In my previous post, I mentioned the release of our report Preparing for the Digital University. Stephen Downes responds by saying “this is a really bad study”. He may be right, but I don’t think it is for the reasons that he suggests: “What it succeeds in doing, mostly, is to offer a very narrow look at a small spectrum of academic literature far removed from actual practice”. This resulted in a Twitter exchange about missing citations and forgotten elearning history. Rolin Moe responded by saying that the history that we included in our citation analysis of MOOCs was actually the one that most non-elearning folks follow “depending on lens, Friedman Pappano & Young are more representative of who’s driving EdTech conversation”.

We took two approaches in the report: one a broad citation analysis of meta-studies in distance, online, and blended learning. This forms the first three chapters. While we no doubt missed some sources, we addressed many of the most prominent (and yes, prominence is not a statement of quality or even impact). In the fifth chapter, we evaluated the citations based on the MOOC Research Initiative, which received close to 300 submissions. We only analyzed the citations – we didn’t add to them or comment on their suitability. Instead, our analysis reflects the nature of the dialogue in academic communities. In this regard, Stephen’s criticism is accurate: the narrative missed many important figures and many important developments.

The heart of the discussion for me is about the nature of educational technology narrative. At least three strands of discourse exist: the edtech hypesters, the research literature in peer reviewed publications, and the practitioner space. These are not exclusive spaces as there is often overlap. Stephen is the most significant figure in elearning. His OLDaily is read by 10′s of thousands or readers daily – academics, students, companies. His work is influential not only in practice, as his Google Scholar profile indicates. Compare his citations with many academics in the field and it’s clear that he has an impact on both practice and research.

Today’s exchange comes against the backdrop of many conversations that I’ve had over the past few weeks with individuals in the alt-ac community. This community, certainly blogs and with folks like Bonnie Stewart, Jim Groom, D’Arcy Norman, Alan Levine, Stephen Downes, Kate Bowles, and many others, is the most vibrant knowledge space in educational technology. In many ways, it is five years ahead of mainstream edtech offerings. Before blogs were called web 2.0, there was Stephen, David Wiley, Brian Lamb, and Alan Levine. Before networks in education were cool enough to attract MacArthur Foundation, there were open online courses and people writing about connectivism and networked knowledge. Want to know what’s going to happen in edtech in the next five years? This is the space where you’ll find it, today.

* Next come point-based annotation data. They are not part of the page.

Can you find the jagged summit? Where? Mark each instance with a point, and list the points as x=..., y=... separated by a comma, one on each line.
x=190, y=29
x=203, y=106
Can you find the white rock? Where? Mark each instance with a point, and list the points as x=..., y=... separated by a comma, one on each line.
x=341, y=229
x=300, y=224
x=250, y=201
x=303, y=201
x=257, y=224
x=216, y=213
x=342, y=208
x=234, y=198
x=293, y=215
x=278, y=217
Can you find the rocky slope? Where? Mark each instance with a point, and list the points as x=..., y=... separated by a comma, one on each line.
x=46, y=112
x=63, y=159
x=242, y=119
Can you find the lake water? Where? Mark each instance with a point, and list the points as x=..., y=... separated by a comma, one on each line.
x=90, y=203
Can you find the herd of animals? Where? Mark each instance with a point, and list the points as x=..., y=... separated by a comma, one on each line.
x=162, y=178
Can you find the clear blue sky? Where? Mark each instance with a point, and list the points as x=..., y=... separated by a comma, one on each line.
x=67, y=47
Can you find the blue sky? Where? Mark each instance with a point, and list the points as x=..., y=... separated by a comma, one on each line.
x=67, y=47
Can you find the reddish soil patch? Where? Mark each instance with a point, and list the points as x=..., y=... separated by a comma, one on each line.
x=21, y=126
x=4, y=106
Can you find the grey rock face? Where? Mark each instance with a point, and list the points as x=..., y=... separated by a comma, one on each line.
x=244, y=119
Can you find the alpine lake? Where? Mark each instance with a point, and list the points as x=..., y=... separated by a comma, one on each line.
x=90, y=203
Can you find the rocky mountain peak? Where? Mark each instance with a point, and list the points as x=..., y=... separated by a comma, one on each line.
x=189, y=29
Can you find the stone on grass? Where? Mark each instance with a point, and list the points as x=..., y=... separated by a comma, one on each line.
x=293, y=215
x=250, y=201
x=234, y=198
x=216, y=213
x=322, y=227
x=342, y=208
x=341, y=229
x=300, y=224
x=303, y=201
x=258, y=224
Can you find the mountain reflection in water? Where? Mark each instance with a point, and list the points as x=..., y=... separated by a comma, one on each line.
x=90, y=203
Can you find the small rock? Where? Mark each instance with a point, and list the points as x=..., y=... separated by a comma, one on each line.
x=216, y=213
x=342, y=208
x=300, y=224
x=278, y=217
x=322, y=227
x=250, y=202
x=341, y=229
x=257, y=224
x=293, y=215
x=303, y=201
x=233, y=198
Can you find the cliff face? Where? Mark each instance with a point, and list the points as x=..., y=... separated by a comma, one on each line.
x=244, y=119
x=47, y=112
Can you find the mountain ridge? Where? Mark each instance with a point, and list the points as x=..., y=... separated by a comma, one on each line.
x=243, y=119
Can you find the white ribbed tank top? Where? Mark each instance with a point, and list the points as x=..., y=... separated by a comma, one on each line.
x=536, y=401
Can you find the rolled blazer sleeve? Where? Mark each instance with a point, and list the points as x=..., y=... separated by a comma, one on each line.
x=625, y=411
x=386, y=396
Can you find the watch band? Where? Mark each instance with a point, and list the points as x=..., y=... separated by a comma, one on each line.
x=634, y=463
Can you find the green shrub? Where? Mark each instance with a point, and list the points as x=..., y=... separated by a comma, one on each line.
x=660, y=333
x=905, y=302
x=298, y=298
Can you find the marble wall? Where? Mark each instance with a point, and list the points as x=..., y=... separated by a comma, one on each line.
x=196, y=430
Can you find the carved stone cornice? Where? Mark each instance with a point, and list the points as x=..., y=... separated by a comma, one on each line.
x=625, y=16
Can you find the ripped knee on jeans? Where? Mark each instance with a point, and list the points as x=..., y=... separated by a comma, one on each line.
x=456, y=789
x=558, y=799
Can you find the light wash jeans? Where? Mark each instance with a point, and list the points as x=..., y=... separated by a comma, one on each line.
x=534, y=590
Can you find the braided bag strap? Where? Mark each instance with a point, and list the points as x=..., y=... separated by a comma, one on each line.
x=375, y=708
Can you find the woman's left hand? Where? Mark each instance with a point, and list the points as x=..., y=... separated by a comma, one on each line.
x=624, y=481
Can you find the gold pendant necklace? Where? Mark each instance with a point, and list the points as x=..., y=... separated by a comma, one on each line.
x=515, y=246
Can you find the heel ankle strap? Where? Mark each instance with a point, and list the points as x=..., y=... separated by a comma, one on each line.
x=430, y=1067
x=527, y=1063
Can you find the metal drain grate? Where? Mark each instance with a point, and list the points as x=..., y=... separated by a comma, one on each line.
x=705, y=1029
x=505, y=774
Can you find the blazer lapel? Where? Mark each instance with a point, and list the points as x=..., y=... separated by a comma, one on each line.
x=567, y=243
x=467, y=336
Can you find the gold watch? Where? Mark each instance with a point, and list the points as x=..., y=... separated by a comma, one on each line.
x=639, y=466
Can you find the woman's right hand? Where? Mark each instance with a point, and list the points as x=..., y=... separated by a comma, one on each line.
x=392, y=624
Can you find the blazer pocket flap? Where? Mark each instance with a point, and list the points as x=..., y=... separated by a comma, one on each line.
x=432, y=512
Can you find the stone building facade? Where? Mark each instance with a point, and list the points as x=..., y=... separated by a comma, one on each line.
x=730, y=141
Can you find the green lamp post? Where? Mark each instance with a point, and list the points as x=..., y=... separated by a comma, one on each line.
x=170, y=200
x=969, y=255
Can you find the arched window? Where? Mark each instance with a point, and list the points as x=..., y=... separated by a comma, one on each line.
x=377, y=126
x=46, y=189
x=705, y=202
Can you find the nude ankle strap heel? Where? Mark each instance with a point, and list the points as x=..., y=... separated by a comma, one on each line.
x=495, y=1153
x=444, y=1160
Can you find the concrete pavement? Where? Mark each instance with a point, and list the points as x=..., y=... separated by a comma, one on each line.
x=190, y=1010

What I’ve been grappling with lately is “how do we take back education from edtech vendors?”. The jubilant rhetoric and general nonsense causes me mild rashes. I recognize that higher education is moving from an integrated end-to-end system to more of an ecosystem with numerous providers and corporate partners. We have gotten to this state on auto-pilot, not intentional vision.

When technology drives education, a number of unwelcome passengers are included: focus on efficacy over impact, metrics of management, reductionist thinking, etc. To sit at the table with academics and corporate players is essentially to acquiesce to capital as a driving and motivating factor. Educators have largely been out maneuvered, as indicated by the almost luddite interpretation by media to any resistance by faculty and teachers. We can’t compete through capital at this table. So instead we have to find an additional lever for influence.

One approach is to emphasize loosely coupled networks organized by ideals through social media. This is certainly a growing area of societal impact on a number of fronts including racism, sexism, and inequality in general. In education, alt-ac and bloggers occupy this space.

Another approach, and one that I see as complimentary and not competitive, is to emphasize research and evidence. At the decision making table in universities and schools, research is the only lever that I see as having comparable capacity to capital in shaping how decisions are made and how values are preserved. This isn’t to discount social networked organization or alt-ac. It is to say, however, that in my part of the world and where I am currently in my career/life, this is the most fruitful and potentially influential approach that I can adopt.


  1. Rolin wrote:

    I responded to the conversation you and Stephen had

    How we talk about MOOCs is as important a research piece as what MOOCs or other EdTech instruments do. And our subset of EdTech is not immune to criticism in how we talk about what we do.

    Friday, May 1, 2015 at 11:28 am | Permalink
  2. Great post, George.I like the social media idea and I have been sharing more via social media spaces. My question is this: How do we raise the profile of College of Education (w/ a focus on Texas) in the discourse of EdTech? I have heard from several high-profile people in higher ed that Colleges of Education are not at the table when it comes to innovating and disseminating new EdTech tools/ideas, etc. What are your thoughts and what can be done? I will read the newly published report!

    Saturday, May 2, 2015 at 7:01 pm | Permalink
  3. Frances Bell wrote:

    There is some interesting and thought-provoking dialogue around this report and that’s valuable in itself. I have only skimmed the report and made comments at (not visible at time of writing) and
    It has raised a question for me about the funding of qualitative research. Has the Gates Foundation funded rich qualitative studies of the student/learner/teacher experience? As an independent researcher, I know how time-consuming that is. Recently, I have been edging towards ‘analytics’ to complement exploration of qualitative data and I found that visualisation tools (as I painfully learn netvizz, netlytics and Gephi) really help to explore significant amounts of qualitative data. But I could imagine that the volume of pre-categorised data generated in large courses would challenge combination with the sort of bottom up qualitative data that is often collected with few pre-conceptions of what will emerge.